Financial technologies (fintechs) offer Africa’s banks a great opportunity for partnership, especially in addressing many of the continent’s endemic cash management and liquidity challenges.
While fintechs bring both innovation and agility to the payments universe, it doesn’t have scale.
Fintechs also often exist in a legal, legislative and compliance no-man’s land.
Fintechs require the risk management and other back-office capability of established banks if they are to build a recognised and compliant legal identity.
Their small size and start-up nature also mean that fintechs need access to the large and established client bases of banks.
Fintechs are especially relevant to Africa’s banks when it comes to evolving digital responses to many of Africa’s traditional banking challenges, including:
Legislation – Each African country has its own banking, exchange control and general business rules and legislation, presenting challenges to moving goods and money across borders.
Geographic diversity – Because Africa is made up of so many countries, businesses operating cross-border end up being multi-banked.
Using different banks in different markets adds expense while also limiting the ability to operate regional treasuries.
Liquidity – Restrictive exchange control regimes mean that businesses can’t move money between their African operations easily.
Cash – Despite the growth of mobile banking in Africa, the continent remains reliant on cash as both a medium of transaction and storer of value.
Payment terms – Africa’s less-developed legislative environment means that contracts may be difficult to enforce.
In this environment a culture of pre-payment dominates. When businesses are setting up in Africa, they need to be guided on what will work as a payment system on the continent – and then be helped to set this up in a largely cash-based trading environment.
To meet many of these challenges, a number of banks already partner with multiple fintechs across Africa – think for example of fintech-developed services like SnapScan, SlydePay and WeChat – providing a range of value-added functions developed to deliver the entire banking universe digitally in ever-easier combinations operated via mobile.
In short, the digital journeys of many African banks have shown exactly how, in Africa, banks and fintechs need each other.
After all, even mobile money needs to be backed up by real money in a bank. Transactions supported by distributed ledger technology, for example, eventually reach a stage where they need to actually buy or sell things, at which stage the transaction needs to dip back into the existing financial system.
To date, fintechs and non-traditional financial service providers have driven the most extreme disruption in Africa’s mobile transaction and mobile wallet environments.
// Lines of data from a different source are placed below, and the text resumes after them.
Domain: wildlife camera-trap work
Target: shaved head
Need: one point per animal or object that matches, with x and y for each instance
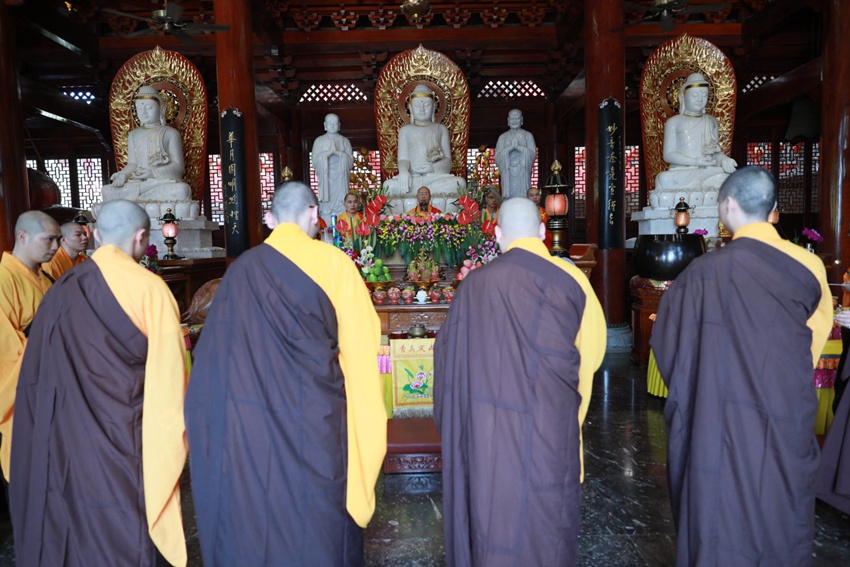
(33, 222)
(518, 218)
(118, 220)
(291, 200)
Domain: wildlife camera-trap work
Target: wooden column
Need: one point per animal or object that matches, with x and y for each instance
(13, 171)
(606, 78)
(834, 210)
(235, 70)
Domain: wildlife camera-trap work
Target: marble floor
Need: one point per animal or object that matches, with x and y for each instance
(626, 519)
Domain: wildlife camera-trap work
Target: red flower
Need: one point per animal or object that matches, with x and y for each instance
(464, 217)
(469, 204)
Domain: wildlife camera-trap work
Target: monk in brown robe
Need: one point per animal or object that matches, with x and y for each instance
(736, 340)
(510, 419)
(99, 413)
(284, 413)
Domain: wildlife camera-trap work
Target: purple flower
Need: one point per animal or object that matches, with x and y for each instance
(812, 235)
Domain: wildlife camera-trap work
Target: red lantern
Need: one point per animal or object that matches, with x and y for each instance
(557, 205)
(169, 230)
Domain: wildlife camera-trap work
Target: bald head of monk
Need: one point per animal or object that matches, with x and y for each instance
(125, 225)
(294, 202)
(36, 238)
(75, 239)
(518, 218)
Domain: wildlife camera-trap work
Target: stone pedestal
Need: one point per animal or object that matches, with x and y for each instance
(662, 221)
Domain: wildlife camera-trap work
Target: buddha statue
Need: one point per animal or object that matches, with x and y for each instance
(332, 160)
(154, 169)
(424, 152)
(692, 146)
(515, 154)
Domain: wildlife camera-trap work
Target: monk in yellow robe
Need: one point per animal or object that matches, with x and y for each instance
(99, 421)
(284, 412)
(72, 247)
(22, 287)
(423, 196)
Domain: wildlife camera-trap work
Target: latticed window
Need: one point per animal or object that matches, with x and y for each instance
(59, 171)
(82, 95)
(511, 89)
(334, 93)
(632, 192)
(580, 205)
(90, 182)
(756, 82)
(472, 158)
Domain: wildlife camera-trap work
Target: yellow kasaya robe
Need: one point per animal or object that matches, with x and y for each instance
(21, 291)
(151, 307)
(61, 263)
(284, 412)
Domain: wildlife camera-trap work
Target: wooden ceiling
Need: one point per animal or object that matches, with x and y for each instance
(79, 45)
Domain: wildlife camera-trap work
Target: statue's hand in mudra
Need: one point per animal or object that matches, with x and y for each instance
(118, 179)
(728, 164)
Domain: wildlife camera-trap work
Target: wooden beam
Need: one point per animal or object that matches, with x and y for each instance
(53, 104)
(781, 90)
(774, 16)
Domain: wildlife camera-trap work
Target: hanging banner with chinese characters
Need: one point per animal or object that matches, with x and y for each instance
(234, 181)
(611, 175)
(413, 376)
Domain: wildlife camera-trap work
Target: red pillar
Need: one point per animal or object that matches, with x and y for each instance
(235, 69)
(606, 77)
(834, 210)
(13, 169)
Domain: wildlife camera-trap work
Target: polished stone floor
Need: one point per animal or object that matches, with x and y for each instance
(626, 519)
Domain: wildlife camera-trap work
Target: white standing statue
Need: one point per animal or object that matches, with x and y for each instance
(332, 160)
(515, 154)
(692, 146)
(424, 151)
(154, 170)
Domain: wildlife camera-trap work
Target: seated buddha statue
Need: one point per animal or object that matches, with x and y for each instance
(154, 170)
(691, 144)
(424, 152)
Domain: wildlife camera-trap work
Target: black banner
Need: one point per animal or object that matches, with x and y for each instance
(611, 175)
(234, 182)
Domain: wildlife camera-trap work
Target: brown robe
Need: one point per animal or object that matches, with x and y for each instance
(732, 343)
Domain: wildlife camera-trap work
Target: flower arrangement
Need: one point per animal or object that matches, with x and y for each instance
(148, 261)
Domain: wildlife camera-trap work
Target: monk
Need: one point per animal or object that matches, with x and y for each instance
(737, 351)
(423, 198)
(284, 413)
(510, 424)
(351, 216)
(100, 412)
(72, 247)
(22, 287)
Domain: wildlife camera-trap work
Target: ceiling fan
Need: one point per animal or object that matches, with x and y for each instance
(665, 10)
(168, 20)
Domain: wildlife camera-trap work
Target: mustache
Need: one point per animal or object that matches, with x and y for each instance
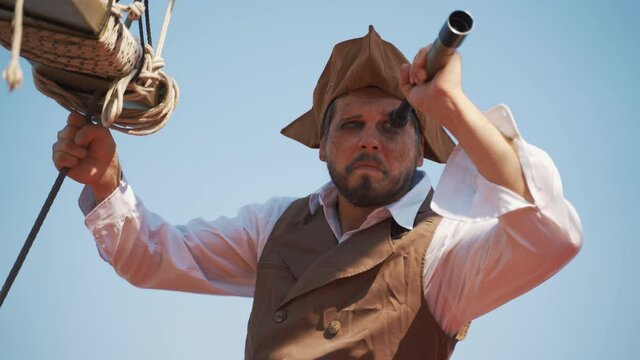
(365, 157)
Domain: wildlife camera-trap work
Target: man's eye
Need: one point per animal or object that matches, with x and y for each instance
(350, 125)
(387, 127)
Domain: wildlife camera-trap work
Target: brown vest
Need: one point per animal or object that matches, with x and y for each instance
(360, 299)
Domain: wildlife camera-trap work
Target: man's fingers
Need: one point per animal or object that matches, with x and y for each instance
(62, 159)
(67, 133)
(76, 120)
(71, 148)
(88, 133)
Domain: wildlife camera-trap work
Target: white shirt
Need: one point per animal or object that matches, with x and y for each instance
(490, 247)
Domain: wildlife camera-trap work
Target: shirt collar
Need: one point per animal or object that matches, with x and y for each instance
(403, 211)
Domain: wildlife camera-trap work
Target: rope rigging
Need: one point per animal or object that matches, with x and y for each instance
(138, 100)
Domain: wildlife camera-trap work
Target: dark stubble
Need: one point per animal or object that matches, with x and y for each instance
(365, 193)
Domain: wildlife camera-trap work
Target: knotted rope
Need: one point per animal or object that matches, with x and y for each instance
(13, 73)
(134, 86)
(129, 85)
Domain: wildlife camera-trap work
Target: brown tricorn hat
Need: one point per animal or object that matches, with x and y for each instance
(358, 63)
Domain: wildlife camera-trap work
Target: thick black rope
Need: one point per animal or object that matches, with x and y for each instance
(147, 19)
(43, 213)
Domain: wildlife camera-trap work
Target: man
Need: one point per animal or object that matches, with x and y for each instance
(375, 264)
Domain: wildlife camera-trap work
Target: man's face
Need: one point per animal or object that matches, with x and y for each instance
(371, 162)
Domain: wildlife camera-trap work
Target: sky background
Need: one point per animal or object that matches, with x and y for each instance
(567, 69)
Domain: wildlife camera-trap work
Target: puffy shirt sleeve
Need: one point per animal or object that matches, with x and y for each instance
(493, 245)
(214, 257)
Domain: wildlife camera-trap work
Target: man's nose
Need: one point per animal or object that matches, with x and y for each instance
(369, 141)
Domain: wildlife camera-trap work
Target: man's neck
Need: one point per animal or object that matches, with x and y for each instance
(351, 216)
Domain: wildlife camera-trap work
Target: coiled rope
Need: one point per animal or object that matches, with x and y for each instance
(137, 86)
(147, 79)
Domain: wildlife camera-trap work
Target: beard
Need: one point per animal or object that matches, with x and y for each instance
(366, 193)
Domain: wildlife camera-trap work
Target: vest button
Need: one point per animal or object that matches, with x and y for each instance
(333, 328)
(280, 316)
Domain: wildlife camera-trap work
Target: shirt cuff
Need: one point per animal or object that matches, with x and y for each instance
(464, 194)
(105, 219)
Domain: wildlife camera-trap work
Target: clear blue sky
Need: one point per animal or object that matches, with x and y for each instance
(567, 69)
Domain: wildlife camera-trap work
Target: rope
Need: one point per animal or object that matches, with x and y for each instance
(42, 215)
(147, 85)
(13, 73)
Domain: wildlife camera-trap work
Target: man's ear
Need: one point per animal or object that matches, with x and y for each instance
(321, 152)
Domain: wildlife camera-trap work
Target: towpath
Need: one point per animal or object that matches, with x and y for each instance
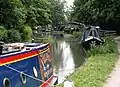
(114, 77)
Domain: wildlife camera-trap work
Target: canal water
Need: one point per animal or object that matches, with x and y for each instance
(68, 55)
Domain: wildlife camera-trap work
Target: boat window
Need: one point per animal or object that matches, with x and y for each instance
(6, 82)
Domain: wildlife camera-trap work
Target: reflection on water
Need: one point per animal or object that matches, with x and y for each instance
(67, 65)
(67, 55)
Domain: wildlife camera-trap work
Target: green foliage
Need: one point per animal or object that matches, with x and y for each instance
(27, 33)
(13, 36)
(97, 12)
(3, 34)
(108, 47)
(94, 72)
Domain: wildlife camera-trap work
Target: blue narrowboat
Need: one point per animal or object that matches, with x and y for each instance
(30, 66)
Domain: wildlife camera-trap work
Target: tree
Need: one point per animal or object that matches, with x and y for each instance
(105, 13)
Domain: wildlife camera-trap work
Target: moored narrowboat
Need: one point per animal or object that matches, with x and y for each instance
(30, 66)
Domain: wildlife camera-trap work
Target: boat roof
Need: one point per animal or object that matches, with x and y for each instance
(14, 48)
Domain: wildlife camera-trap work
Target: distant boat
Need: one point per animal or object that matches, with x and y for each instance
(91, 35)
(30, 66)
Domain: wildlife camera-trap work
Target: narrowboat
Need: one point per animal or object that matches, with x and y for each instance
(26, 66)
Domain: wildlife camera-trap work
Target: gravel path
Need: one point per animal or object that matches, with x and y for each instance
(114, 77)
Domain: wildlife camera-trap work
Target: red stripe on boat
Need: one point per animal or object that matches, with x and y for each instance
(15, 58)
(47, 82)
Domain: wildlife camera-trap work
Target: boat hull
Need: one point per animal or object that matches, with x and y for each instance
(27, 69)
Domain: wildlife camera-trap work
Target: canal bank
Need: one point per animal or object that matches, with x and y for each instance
(98, 67)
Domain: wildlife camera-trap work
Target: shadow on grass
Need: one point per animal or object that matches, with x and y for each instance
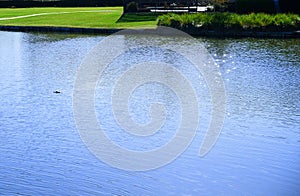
(138, 17)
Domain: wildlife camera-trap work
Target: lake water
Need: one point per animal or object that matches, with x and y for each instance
(257, 153)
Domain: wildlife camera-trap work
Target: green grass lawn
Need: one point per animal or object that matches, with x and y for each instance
(103, 17)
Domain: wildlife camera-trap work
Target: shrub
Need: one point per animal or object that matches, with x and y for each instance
(222, 21)
(249, 6)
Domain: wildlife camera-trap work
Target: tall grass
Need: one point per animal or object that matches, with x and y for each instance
(232, 21)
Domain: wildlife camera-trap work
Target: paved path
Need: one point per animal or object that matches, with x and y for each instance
(52, 13)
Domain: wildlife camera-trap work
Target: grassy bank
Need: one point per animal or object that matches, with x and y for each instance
(103, 17)
(231, 21)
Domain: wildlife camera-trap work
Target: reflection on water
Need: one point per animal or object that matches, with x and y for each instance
(42, 153)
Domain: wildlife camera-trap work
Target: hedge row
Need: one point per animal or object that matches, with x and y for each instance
(232, 21)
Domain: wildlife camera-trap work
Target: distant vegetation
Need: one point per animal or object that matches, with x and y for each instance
(232, 21)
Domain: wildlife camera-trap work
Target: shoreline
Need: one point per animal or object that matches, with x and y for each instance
(193, 32)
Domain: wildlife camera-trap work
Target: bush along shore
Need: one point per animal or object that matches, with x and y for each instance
(234, 25)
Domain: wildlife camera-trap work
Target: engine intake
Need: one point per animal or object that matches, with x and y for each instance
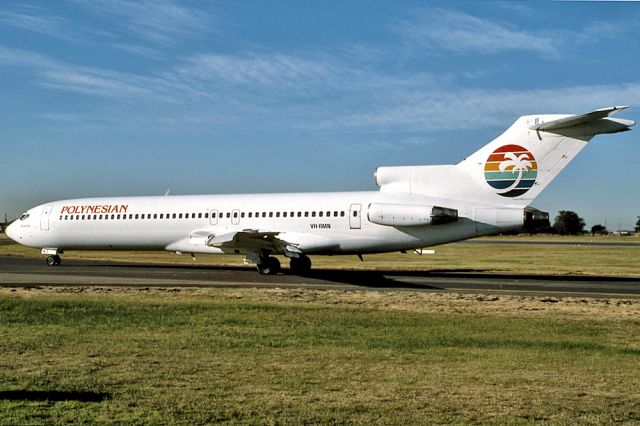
(410, 214)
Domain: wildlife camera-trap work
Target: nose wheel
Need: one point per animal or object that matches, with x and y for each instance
(54, 260)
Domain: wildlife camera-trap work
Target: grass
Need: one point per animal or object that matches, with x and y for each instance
(490, 257)
(299, 356)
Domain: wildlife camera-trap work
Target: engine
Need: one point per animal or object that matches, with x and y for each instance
(410, 214)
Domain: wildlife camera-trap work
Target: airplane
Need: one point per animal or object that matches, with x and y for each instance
(416, 206)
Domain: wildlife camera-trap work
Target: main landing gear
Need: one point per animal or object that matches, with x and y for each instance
(300, 265)
(268, 265)
(54, 260)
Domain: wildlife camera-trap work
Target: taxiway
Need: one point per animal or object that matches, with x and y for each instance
(32, 272)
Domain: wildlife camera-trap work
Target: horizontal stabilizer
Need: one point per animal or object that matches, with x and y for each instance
(608, 125)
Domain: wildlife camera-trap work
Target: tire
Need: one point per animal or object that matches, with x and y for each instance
(300, 265)
(270, 266)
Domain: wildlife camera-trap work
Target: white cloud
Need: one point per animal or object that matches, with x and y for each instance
(158, 21)
(449, 30)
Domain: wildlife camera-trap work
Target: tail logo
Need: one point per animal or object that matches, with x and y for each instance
(511, 169)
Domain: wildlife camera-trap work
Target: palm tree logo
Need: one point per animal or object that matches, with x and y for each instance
(511, 170)
(518, 164)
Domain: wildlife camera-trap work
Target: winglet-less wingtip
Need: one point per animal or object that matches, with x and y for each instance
(599, 120)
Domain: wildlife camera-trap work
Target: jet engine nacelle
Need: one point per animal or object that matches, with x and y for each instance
(409, 214)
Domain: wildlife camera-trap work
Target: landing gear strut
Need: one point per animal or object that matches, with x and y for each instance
(54, 260)
(268, 265)
(300, 265)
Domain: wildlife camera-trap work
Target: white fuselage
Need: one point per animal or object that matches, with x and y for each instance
(318, 223)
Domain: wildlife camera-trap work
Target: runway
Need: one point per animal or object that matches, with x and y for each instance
(32, 272)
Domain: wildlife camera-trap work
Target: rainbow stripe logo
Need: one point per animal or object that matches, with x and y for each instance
(511, 169)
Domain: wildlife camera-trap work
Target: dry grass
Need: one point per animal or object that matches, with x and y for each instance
(274, 356)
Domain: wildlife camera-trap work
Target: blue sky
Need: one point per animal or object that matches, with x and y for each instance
(116, 97)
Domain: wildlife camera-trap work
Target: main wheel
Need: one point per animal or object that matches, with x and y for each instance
(300, 265)
(269, 266)
(54, 260)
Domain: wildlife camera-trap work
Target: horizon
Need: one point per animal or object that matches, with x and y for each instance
(117, 98)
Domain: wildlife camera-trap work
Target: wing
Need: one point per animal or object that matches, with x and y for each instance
(256, 242)
(599, 117)
(253, 241)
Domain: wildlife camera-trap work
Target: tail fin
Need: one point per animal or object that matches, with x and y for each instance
(515, 167)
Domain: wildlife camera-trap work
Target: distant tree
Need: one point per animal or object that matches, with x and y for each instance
(568, 223)
(599, 229)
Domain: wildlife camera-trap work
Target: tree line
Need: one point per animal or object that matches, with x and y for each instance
(568, 222)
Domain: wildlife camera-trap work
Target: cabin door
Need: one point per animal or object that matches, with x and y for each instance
(44, 218)
(354, 216)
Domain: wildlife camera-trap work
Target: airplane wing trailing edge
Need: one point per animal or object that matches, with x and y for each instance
(248, 240)
(598, 119)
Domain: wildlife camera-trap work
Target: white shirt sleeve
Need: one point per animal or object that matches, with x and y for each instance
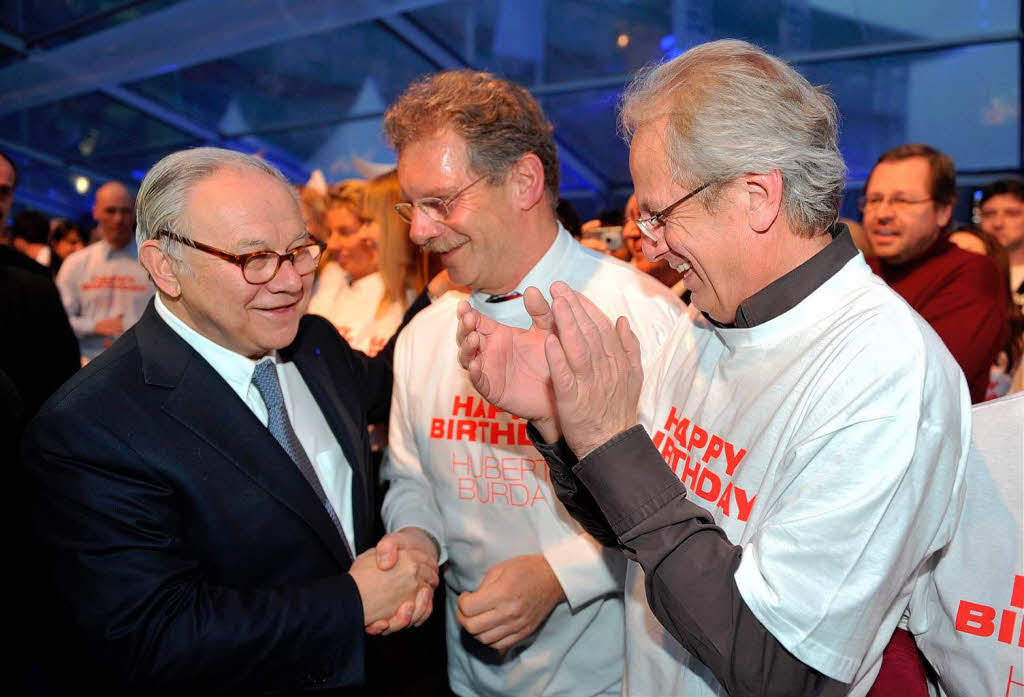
(68, 280)
(863, 504)
(410, 499)
(586, 569)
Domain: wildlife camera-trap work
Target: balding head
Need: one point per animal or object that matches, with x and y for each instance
(115, 211)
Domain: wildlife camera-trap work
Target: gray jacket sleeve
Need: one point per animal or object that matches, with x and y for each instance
(624, 494)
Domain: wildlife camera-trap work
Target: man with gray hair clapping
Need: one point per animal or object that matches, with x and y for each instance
(782, 472)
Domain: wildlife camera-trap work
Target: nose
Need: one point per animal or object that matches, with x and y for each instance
(655, 248)
(287, 279)
(422, 228)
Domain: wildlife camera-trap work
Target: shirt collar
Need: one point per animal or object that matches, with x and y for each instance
(786, 292)
(236, 368)
(549, 268)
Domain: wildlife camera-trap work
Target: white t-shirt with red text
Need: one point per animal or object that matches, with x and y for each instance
(967, 614)
(100, 282)
(829, 443)
(467, 474)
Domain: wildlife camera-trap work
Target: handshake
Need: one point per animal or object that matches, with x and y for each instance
(396, 580)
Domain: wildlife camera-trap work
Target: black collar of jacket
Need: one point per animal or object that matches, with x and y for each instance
(786, 292)
(227, 424)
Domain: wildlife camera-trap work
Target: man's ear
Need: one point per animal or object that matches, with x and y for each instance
(161, 267)
(943, 213)
(526, 179)
(764, 199)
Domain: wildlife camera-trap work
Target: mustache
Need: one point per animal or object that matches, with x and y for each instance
(442, 245)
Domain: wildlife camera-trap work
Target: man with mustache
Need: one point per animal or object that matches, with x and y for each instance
(534, 603)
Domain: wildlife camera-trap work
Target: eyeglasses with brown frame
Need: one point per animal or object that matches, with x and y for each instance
(260, 267)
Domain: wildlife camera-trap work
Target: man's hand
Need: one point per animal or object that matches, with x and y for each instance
(387, 556)
(507, 365)
(393, 594)
(112, 327)
(595, 371)
(513, 599)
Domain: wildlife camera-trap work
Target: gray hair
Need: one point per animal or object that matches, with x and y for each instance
(733, 109)
(162, 198)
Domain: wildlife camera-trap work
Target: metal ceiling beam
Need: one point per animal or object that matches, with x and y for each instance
(53, 161)
(444, 58)
(186, 34)
(291, 168)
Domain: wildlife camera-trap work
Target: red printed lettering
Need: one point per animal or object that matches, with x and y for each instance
(467, 488)
(710, 493)
(436, 428)
(742, 505)
(723, 503)
(1007, 623)
(698, 437)
(503, 431)
(714, 448)
(1017, 596)
(975, 619)
(465, 430)
(732, 459)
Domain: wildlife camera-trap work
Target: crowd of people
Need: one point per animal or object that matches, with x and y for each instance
(704, 445)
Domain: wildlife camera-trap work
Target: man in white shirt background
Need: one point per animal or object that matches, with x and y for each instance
(534, 604)
(103, 288)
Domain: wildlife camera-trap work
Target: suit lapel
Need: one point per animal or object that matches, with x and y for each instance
(202, 401)
(324, 386)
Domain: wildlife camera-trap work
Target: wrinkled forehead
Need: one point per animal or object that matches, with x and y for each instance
(431, 166)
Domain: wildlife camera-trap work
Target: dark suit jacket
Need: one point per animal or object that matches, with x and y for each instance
(185, 546)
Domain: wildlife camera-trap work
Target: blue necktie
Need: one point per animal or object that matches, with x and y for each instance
(265, 380)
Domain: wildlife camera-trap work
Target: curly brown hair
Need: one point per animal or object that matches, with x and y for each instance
(500, 121)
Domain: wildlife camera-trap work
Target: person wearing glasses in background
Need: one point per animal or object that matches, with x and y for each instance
(907, 205)
(202, 490)
(780, 474)
(534, 604)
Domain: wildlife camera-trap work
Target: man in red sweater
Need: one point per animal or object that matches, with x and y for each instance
(907, 205)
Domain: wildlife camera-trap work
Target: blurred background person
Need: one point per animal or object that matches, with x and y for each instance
(860, 237)
(103, 288)
(1003, 216)
(342, 218)
(386, 271)
(30, 235)
(1008, 361)
(66, 237)
(633, 240)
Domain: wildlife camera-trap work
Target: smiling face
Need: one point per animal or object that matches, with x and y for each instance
(474, 243)
(706, 247)
(901, 233)
(240, 211)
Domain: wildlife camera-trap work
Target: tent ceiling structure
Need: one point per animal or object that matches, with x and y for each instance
(100, 89)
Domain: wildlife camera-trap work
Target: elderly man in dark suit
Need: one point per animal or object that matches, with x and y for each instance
(202, 490)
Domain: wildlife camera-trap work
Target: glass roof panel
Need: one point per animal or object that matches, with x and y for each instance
(585, 122)
(356, 70)
(536, 42)
(951, 99)
(83, 129)
(50, 188)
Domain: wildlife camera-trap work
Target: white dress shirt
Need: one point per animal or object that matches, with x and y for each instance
(314, 434)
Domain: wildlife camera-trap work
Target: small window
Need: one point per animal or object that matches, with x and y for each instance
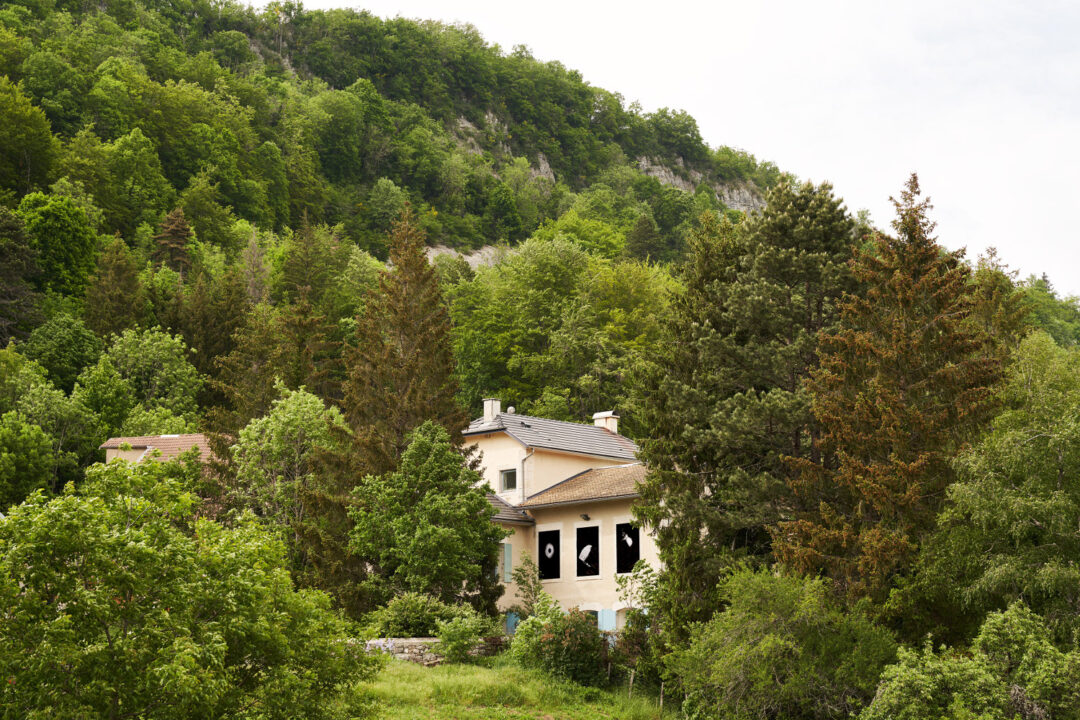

Products like M-Pesa, for example, which provides mobile payments 24/7 in real time, have revolutionised the payments landscape in Africa.
This has prompted traditional financial service providers to develop and implement competing capabilities, such as PesaLink, a real-time 24/7 account-to-account payment system in Kenya.
There has also been a lot of growth in the number of fintechs providing value-added payment capabilities at different stages in the value chain – in addition to standard transfers.
For example, there are a number of fintechs in Africa that enable utility payments in addition to standard third-party transfers.
These platforms are forcing banks to adopt these functionalities in order to ensure that banks are not disintermediated out of the payments system.
Beyond partnering, banks also work with fintechs to develop bespoke services. For example, Standard Bank is piloting a distributed ledger technology payments system aimed at supporting dematerialised trade and payment transactions.
Africa’s development of a digital banking capability, enabled through mobile, has completely changed how banks can access and serve previously unbanked customers and clients.
Both partnering with existing fintechs or developing new fintechs in-house is seeing Africa’s banks expand their customer universe along with the range and relevance of services that banks can provide.
Kent Marais is head of product management, transactional products and services at Standard Bank.